Wednesday, September 11, 2019

9/11/2001 Emory Parkway Medical Center, Lithia Springs, Georgia


Where were you on 9/11/2001? So many people have been born since then. I was at Emory Parkway Medical Center, Lithia Springs, GA for 3 shifts as their chaplain. My nephew gave me his medal. He was at Fort Polk, where the President was supposed to be in case of attack on our country. And then he went to Iraq for a year. I trusted 27 ordained men to support the hospital. I was verbally told the hospital was interested in hiring me as a chaplain. My CPE supervisors had told me in many ways I just wasn't good enough. I didn't get Advanced CPE. The crazy thing about that? The first unit I did as a chaplain was doctoral level education.

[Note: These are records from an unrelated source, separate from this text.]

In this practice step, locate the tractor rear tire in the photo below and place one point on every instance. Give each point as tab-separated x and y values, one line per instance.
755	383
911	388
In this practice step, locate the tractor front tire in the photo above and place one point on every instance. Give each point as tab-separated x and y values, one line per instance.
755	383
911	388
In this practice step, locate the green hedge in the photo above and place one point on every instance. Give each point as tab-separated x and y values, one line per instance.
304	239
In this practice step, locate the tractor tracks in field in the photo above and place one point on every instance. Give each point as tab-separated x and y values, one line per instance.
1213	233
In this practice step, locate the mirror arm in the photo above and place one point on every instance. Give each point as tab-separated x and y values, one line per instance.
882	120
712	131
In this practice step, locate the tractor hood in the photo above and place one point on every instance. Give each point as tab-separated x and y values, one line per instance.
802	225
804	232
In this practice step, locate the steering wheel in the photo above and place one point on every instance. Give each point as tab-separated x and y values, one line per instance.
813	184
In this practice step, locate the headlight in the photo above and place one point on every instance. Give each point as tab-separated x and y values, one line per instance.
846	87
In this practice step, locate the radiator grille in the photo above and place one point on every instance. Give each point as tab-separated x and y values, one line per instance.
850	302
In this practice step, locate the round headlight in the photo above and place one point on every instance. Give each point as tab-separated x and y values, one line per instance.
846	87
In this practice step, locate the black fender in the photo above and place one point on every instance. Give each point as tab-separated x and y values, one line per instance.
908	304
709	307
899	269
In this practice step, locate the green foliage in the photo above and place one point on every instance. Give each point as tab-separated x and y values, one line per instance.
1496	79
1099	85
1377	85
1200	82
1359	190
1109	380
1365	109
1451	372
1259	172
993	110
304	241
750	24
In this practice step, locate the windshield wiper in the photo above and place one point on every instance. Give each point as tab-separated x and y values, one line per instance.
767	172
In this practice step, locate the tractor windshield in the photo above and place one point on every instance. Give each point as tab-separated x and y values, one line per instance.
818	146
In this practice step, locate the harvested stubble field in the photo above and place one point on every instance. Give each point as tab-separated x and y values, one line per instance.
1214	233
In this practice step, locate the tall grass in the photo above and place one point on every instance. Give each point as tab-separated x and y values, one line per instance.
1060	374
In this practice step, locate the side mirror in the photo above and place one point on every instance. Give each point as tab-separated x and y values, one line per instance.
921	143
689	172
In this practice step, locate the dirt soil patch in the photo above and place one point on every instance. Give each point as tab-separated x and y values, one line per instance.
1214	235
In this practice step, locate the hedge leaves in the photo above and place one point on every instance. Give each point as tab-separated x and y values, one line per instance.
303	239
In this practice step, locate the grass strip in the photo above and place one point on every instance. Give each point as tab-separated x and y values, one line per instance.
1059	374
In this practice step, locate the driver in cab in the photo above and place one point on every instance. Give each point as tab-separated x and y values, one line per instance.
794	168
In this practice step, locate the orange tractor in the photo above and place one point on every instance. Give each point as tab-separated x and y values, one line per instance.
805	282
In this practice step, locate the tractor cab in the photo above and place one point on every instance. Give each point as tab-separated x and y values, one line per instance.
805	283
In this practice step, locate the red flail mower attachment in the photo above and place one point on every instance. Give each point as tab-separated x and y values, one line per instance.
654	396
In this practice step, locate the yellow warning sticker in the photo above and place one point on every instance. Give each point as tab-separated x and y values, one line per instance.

How was CPE going to surpass doctoral classes in tearing down people? They don't have "advanced" anymore. There are no "advanced" levels of CPE. There are men who have no training to be chaplains who were pastors with a retirement plan who get a job in institutions. They were no better, and had no training for what chaplains did. They still get opportunities without CPE and win over women. Jobs have 60 applicants for chaplains.  I also went through Clinical Pastoral Education before Anita Hill was a whistleblower for Clarence Thomas. So I went through sexual harassment with a doctor. I was told to write him a letter of apology for removing his hand in front of patients. Later he lost his license to practice medicine because of a lawsuit. The patient went on Larry King and talked about him. 
I had 10 interviews at major hospitals, prisons, and for the Jacksonville Police Department. The men always got the job. A question was asked at the Police Department about how many people I had told someone had died. In hospitals only the doctor can do that. Showing up at the elevator or in the waiting room is enough for people to know someone died just by seeing a chaplain, and people knew I was a chaplain. Many times a chaplain doesn't have to speak.
So what did I do on 9/11/2001? I got the Gideon Bibles out and put them in waiting rooms (not the patient's rooms). No hospital official had allowed Gideons to place Bibles in rooms during the 4 years I had volunteered with full credentials. I let people look at my kaleidoscope, and take a minute to relax, especially people in the ER, ICU, and the three people in the building who had relatives in the World Trade Center. I had already talked to my friends in New York and at the Pentagon. Ray Woolridge had emailed me asking me to go to the hospital. Out of 27 volunteers, I was the only ordained woman with a degree. One woman was ordained with no degree. She was black and did not show up on 9/11. We had lunch later. I am friends with Ray Woolridge, US Army RET Brigadier General on LinkedIn. He was in Alabama on 9/11 with his soldiers. He was not yet working at the Pentagon as a General.
Five months after 9/11/2001 the hospital closed. Two years later the building was leveled and a Home Depot was built in the same spot. Charlie Brown Airfield is 5 seconds away from that spot. Home Depot is much safer than the 11 story glass hospital. On 9/11/2001, there was no sprinkler system in the building. I emailed Bob Sheiffer/Shieffer about this hospital. He wasn't interested in it as a story. No one did a story on it. Instead the story was that no one was using the hospital and it was old (27 years is old?). It was the only hospital on I-20 with an ER. They increased the beds of Douglasville's hospital to 23+ rooms in the ER, Villa Rica's hospital had 75 million pumped into making it bigger and "state of the art." Both hospitals are not close to the perimeter of Atlanta or to an airport. They are on I-20 for the accident victims and area.
What do I remember most about 9/11/2001? People who had treated me like a "female usurper" trying to take a man's spot in ministry started calling me Chaplain. I had been wearing the badge for nearly 4 years, and the women started calling me Chaplain for the first time.
Some of the 27 male pastors decided that they didn't want a woman chaplain when I called and told them I might be hired, and would they still be available to volunteer? They called the hospital and said they didn't want me as chaplain to the CEO. I went to the EEOC (where Anita Hill used to work) and made a complaint. They investigated and said I could go back and get references. The women did not want me to sue Emory Hospital for sexism. The CEO had been fired. I got a reference letter signed by one nurse and then I left the building. I remember the Birch tree outside the hospital entrance. It was huge. When the building was torn down, the tree was also removed. I think of it as The Giving Tree.
I joined a church where the head of security was in my Bible study group and he made fun of me. Hope Church in Hiram is a United Methodist Church that will not use women in the pastorate and keeps it secret that it is United Methodist. Nothing on the signs telling people it is Methodist. We only stayed there a year.
When I was ordained in 1987, only about 400 women had been ordained in the Southern Baptist Denomination. In 1999 when the Southern Baptist Denomination stopped allowing ordination and the Alliance of Baptists and the Cooperative Baptist Fellowship became home for all the ordained women who didn't become Episcopal or something else, I had already started a non-profit ministry. I retired this April. I was a pioneer. I have no retirement, no 401K, no social security. I did not die on 9/11/2001. The first casualty at the World Trade Center was the Chaplain on this date.